Caribbean nations have, one by one, been readjusting their law books to reflect greater equity for LGBTQ+ people by decriminalising colonial-era sodomy clauses. In 2016, it was Belize. Two years later, Trinidad and Tobago followed suit, but the ripple effect of dismantling connected pieces of legislation has been slower in coming. Three years after the court deemed the country's buggery laws unconstitutional, Trinidad and Tobago's Equal Opportunity Act (EOA) finally looks set to amend its regulations pertaining to sexual orientation.
The Act's self-proclaimed purpose is to “prohibit certain kinds of discrimination” and “promote equality of opportunity between persons of different status.” To this end, an Equal Opportunity Commission and an Equal Opportunity Tribunal were established to handle such issues but so far, neither body has been unable to deal with matters of discrimination based on sexual orientation. The current laws only cover discrimination based on sex, race, ethnicity, origin, religion, marital status, or disability in matters of employment, training, education, and the like.

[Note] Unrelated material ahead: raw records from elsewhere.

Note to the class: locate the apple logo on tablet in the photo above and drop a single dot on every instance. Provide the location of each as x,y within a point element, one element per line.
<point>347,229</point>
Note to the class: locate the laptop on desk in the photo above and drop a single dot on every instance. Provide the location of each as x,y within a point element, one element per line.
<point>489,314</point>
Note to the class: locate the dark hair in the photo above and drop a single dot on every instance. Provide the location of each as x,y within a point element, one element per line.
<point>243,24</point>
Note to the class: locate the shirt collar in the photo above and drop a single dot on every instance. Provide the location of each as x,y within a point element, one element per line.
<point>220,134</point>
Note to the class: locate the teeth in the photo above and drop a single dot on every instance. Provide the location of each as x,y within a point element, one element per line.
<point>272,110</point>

Pressure to amend the current Act mounted after Scotiabank Trinidad and Tobago announced on April 14 that it would extend its health benefits to the partners of employees in same-sex relationships, in the same way it already offered access to the common-law partners of heterosexual employees.
The announcement sparked a nationwide conversation and was praised by the American Chamber of Commerce (AMCHAM) and Ian Roach, chairman of the Equal Opportunity Commission, who noted in an interview with the Trinidad and Tobago Newsday:
It is a good move on the part of the private sector and especially by the bank, who has a wide cross-section of employees. It is important that the others should follow suit, past what the law insists.

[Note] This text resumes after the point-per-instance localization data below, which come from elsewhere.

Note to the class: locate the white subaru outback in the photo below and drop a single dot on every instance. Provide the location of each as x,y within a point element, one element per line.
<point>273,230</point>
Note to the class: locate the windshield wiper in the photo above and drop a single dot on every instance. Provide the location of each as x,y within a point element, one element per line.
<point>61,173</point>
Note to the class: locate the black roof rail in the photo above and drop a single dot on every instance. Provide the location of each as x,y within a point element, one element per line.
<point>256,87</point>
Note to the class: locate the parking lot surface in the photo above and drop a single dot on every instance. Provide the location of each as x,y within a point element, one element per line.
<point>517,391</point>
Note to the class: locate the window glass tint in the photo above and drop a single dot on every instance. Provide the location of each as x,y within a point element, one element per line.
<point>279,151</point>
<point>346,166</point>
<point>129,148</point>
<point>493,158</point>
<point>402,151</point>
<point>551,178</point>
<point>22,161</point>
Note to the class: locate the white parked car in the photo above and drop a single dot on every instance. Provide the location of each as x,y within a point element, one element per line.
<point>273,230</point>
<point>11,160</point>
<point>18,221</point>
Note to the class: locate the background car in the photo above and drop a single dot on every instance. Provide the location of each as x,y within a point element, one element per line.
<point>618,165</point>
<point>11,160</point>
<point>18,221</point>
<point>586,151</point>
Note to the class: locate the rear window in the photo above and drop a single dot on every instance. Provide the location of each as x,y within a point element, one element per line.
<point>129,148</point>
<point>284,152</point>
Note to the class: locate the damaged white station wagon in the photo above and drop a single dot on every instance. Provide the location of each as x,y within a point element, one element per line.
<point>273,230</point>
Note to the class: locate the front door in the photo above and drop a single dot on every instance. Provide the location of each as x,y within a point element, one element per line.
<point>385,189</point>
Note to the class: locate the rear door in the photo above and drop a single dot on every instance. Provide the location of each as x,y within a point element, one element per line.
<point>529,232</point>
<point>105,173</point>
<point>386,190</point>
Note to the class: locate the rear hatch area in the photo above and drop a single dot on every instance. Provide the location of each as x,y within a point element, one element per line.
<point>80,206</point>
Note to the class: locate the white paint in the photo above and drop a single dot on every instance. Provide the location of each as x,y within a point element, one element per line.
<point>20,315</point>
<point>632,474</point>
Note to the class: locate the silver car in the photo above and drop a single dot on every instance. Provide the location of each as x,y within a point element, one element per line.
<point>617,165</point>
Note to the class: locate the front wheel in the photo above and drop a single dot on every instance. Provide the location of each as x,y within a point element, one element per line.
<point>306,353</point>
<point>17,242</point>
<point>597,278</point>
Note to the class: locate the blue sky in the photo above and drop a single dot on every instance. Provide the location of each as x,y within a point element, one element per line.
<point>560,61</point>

Attorney General Faris Al-Rawi has said he is encouraged by Scotiabank's inclusive initiative and remains open to doing what is necessary to address the “spectrums of discrimination” that exist. Al-Rawi's stance is markedly different from his position after the 2018 High Court ruling; soon after the “unconstitutional” verdict was handed down, the state announced its intention to appeal.
While Trinidad and Tobago has undeniably made great strides when it comes to discrimination for members of the local LGBTQ+ community, homophobia—much of it rationalised on religious grounds—still exists. Public reactions to Scotiabank's announcement on social media networking platforms like Facebook were met with lots of criticism.

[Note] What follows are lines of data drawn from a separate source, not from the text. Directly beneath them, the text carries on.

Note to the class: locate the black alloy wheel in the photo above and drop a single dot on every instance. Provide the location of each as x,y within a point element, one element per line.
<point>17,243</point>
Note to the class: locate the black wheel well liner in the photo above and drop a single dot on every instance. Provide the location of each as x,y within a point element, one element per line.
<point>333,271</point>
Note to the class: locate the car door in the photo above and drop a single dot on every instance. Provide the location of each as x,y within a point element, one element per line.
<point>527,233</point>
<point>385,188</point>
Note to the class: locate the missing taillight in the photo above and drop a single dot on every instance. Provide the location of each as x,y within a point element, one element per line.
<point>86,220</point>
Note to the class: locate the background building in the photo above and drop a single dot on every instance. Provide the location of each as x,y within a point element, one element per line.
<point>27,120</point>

Meanwhile, LGBTQ+ people continue to face not just discrimination, but acts of violence, many of them ending fatally. Most recently, the murder of Marcus Anthony Singh, a member of the local LGBTQ+ community, sparked online conversations about the reality that many LGBTQ+ people face in terms of both security and discriminatory practices. Many of those conversations have been happening on Twitter Spaces, which provide an audio-only chat forum for safe discussion and education.
While Attorney General Al Rawi has not provided a timeline by which the amendments to the legislation will be tackled, for the LGBTQ+ community and its allies, the hope remains that moves by private sector companies like Scotiabank will soon be followed by the government, eventually leading to societal change.